A 2017 opioid crisis lawsuit out of West Virginia names the same drug companies – AmerisourceBergen, McKesson Corp and Cardinal Health – which were given the go-ahead for hydroxychloroquine’s distribution in the Monday DOJ letter.
The Monday DOJ letter cites the Stafford Act and Trump declaring a national emergency on March 13 as reason for AmerisourceBergen being allowed to temporarily side-step antitrust laws in order to “use your industry expertise and contacts to address supply chain shortages.”
Despite hydroxychloroquine’s anecdotal COVID-19 “treatment” benefits being touted by figures ranging from syndicated talk show host Dr. Mehmet Oz to right-wing radio host Rush Limbaugh, the malaria drug – working in tandem with an antibiotic Z-pack – has been blamed for allegedly causing fatal heart attacks in patients with coronavirus symptoms. This week, the Swiss drug manufacturer Novartis came to an agreement with U.S. regulators to conduct studies of how the anti-malaria drug works against COVID-19.

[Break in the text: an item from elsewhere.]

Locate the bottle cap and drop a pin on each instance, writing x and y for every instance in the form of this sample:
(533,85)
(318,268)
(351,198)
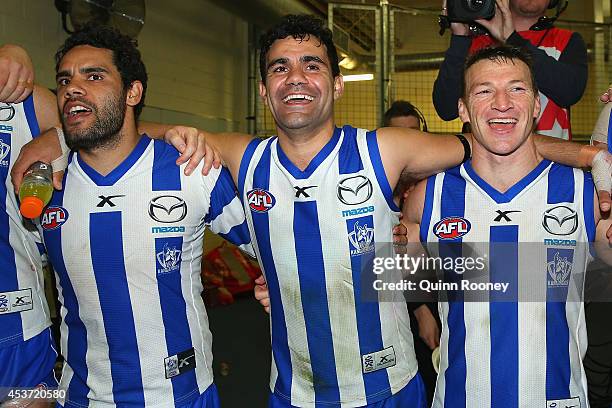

AmerisourceBergen CEO Steven Collis told Yahoo! Finance last Friday the company ships more than 3 million medications to over 100,000 facilities and their revenues “are over $180 billion.” Collis also noted that 30 percent of U.S. prescriptions go through their warehouses.
The letter says AmerisourceBergen will work with collaboration and “at the direction of FEMA, HHS and other government entities to identify global supply opportunities, ensure product quality, and facilitate product distribution of medication and other healthcare supplies to treat COVID-19 patients under much of the same framework as that which applied to the PPE Distributors.”
Newsweek contacted the Department of Defense, Assistant Attorney General Delrahim and the three drug companies but did not hear back by publication time.
The Justice Department on Monday cited “extreme urgency” in clearing wholesale U.S. pharmaceutical distributors to provide the controversial anti-malaria hydroxychloroquine to COVID-19 patients.